So, what of us? When we accept Jesus as our saviour, asking for his love and forgiveness, we also accept him as Lord, our Lord and Saviour. Jesus becomes our king. It is his who must reign from the throne of our hearts.
What does that look like in practice? Does it have any thing to say to the world of national and international politics? Paul affirms that all authorities exist because God allows them. (Romans13.1) It is only as they acknowledge that kingly rule from above that they will be truly fruitful. When Elizabeth was crowned Queen, she was presented with an orb as a sign of earthly power with these words:
Receive this Orb set under the Cross,
and remember that the whole world
is subject to the Power and Empire
of Christ our Redeemer.
It is the just and gentle rule of Christ for which we should unceasingly pray in our leaders.
And in our church, we need to constantly seek the Lord’s will. He is Lord of the church whether we are an episcopal church led by bishops or a congregational one. It should not be a quick perfunctory prayer before we all have a go at each other in a committee meeting but taking time to wait on God. Last month, a group of praying people have been especially praying and seeking God’s vision for our town and its churches. It is in such prophetic action, tested against scripture that we are ruled by our king.

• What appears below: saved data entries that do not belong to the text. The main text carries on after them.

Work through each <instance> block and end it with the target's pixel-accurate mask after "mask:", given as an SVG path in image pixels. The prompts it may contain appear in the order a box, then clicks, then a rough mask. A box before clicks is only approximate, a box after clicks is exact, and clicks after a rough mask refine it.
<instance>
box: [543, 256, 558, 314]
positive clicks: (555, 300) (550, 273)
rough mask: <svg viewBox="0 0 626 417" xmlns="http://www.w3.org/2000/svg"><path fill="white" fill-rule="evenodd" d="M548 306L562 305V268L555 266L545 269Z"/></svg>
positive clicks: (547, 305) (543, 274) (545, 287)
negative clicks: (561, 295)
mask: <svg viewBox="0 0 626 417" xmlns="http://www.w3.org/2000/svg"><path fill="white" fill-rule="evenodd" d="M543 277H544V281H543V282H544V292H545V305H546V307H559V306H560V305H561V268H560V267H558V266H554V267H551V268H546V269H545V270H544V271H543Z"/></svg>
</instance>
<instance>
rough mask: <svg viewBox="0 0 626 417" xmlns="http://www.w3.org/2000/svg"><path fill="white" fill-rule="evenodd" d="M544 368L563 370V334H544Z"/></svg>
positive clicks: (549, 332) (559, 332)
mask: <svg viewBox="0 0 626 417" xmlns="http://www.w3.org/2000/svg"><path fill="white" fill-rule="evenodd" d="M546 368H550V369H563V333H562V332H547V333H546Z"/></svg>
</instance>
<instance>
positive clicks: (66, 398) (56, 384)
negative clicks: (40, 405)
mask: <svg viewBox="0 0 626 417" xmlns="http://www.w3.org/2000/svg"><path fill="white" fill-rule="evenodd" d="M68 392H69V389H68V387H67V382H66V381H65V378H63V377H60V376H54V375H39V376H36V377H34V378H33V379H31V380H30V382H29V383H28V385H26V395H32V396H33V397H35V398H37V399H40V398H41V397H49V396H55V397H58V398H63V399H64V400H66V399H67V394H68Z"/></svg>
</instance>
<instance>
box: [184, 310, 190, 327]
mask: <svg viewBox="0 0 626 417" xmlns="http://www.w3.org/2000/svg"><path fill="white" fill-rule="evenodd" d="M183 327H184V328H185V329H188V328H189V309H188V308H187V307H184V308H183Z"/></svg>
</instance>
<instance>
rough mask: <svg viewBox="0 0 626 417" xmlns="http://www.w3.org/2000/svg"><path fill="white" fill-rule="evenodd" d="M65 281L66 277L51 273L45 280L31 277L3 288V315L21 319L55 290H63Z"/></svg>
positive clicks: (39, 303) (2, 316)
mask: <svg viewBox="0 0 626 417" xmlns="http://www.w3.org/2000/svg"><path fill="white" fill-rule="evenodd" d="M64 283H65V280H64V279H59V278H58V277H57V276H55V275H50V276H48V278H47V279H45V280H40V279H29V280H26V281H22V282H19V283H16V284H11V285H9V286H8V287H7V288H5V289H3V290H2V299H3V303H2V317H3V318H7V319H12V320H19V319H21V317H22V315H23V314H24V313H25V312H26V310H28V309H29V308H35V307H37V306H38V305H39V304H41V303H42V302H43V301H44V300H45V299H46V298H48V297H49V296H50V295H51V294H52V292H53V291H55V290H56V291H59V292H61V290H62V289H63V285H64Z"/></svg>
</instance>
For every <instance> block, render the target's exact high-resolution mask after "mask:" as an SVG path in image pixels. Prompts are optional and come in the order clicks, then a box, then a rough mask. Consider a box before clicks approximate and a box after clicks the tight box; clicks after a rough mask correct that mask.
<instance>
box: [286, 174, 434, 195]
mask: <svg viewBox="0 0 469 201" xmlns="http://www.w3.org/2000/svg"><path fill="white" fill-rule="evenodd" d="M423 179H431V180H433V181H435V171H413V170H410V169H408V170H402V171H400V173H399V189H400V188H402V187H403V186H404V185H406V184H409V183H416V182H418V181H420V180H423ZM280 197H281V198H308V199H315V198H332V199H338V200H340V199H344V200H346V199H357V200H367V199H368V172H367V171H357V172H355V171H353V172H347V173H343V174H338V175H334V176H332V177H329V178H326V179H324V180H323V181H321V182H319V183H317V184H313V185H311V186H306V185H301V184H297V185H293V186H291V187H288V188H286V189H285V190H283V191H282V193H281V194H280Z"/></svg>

For ourselves, our homes, our families. Many will know of the old words often written up in a prominent place: “Christ is the head of this house, the unseen guest of every meal, the silent listener to every conversation.” May those words be really true for us. We cannot always make a big difference in our world, but we can all start with the way we order our own back yards. Where all the household acknowledge Jesus as Lord, grace should be said at meals, music and language of worship heard and prayers uttered. If all are not believers, then pray daily for others to come to faith in Christ, that his kingdom may rule in your home as in heaven and make what space you can for Jesus to rule.
‘Give us a king’ the Jewish elders begged Samuel. When Pilate asked them ‘Shall I crucify your king?’ they shouted: ‘We have no King but Ceaser’ John 19.15 What do you say? Is Jesus your king?